K-fold vs. Leave One Out cross validation
Both K-fold and Leave One Out (LOOC) cross validation methods are performed on the training set to estimate the performance of the
trained model on unseen data.
K-fold cross validation has a single parameter called k that refers to the number of groups that a given data sample is to be split into (usually k=10).
K-fold CV splits the data randomly into k groups, and for each unique group, trains a regression model with that group as a hold out and all other groups
used as training data. The model is evaluated on the group that was held out, then discarded and the evaluation score retained. The performance of the model
is then calculated based on all the evaluation scores obtained. Each data point will thus have the opportunity to be used once in the hold-out set and k-1 times
in the training set.
The LOOC works the same way as a K-fold CV where k=n.
Comparing K-fold and LOOC
Biases
K-fold CV gives a pessimistically biased estimate of performance as it limits the size of the training data, and most statistical models will improve
if the training set is made larger. The K-fold CV estimates the performance of a model trained on a dataset 100*(k-1)/k% of the available data, rather than
on 100% of it. So if cross-validation is performed to estimate performance, a model using 100% of the data for operational use will perform slightly better than
the cross-validation estimate suggests.
Leave-one-out cross-validation is approximately unbiased, because the difference in size between the training set used in each fold and the entire dataset
is only a single data point.
Variance
LOOC tends to have a high variance as very different estimates will be obtained if the estimate is repeated with different initial samples of data from
same distribution, whereas K-fold has a relatively lower variance.
LOOCV is more computationally intensive than K-fold CV.
However, with a small dataset, the variance in fitting the model tends to be higher as it is more sensitive to any noise/sampling artifacts in the particular
training sample used.
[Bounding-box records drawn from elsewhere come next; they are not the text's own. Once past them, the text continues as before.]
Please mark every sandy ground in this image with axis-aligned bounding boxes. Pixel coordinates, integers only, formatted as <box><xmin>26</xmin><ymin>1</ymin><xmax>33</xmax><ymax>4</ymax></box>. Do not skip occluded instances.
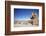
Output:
<box><xmin>14</xmin><ymin>24</ymin><xmax>32</xmax><ymax>27</ymax></box>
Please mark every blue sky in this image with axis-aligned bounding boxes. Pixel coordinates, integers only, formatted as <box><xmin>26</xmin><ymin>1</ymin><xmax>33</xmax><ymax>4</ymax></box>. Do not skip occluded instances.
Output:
<box><xmin>14</xmin><ymin>8</ymin><xmax>39</xmax><ymax>20</ymax></box>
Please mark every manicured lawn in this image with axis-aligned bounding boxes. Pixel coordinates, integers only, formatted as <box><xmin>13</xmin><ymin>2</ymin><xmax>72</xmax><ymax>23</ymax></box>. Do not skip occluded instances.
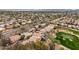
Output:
<box><xmin>56</xmin><ymin>32</ymin><xmax>79</xmax><ymax>50</ymax></box>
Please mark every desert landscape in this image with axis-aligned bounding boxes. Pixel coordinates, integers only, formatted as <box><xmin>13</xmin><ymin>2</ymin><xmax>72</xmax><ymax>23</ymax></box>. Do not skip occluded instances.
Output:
<box><xmin>0</xmin><ymin>9</ymin><xmax>79</xmax><ymax>50</ymax></box>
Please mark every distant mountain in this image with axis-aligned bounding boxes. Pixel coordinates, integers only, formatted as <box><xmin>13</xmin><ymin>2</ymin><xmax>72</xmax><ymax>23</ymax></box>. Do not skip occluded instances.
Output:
<box><xmin>0</xmin><ymin>9</ymin><xmax>79</xmax><ymax>12</ymax></box>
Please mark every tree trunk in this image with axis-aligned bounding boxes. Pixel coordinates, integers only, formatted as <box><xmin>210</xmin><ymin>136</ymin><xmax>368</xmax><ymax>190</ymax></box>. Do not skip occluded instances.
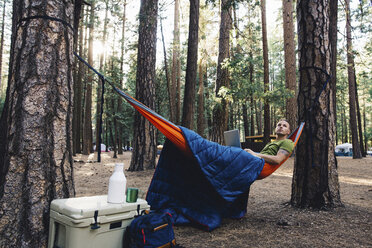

This means that k-fold cross-validation is likely to have a high variance if there is only a limited amount of data, as the size of the
training set will be smaller than for LOOCV.
Computation
As the error of the estimator is a combination of bias and variance, whether leave-one-out cross-validation is better than k-fold cross-validation depends on both
quantities (and also the computational budget of the project). For very small datasets, LOOCV is preferred.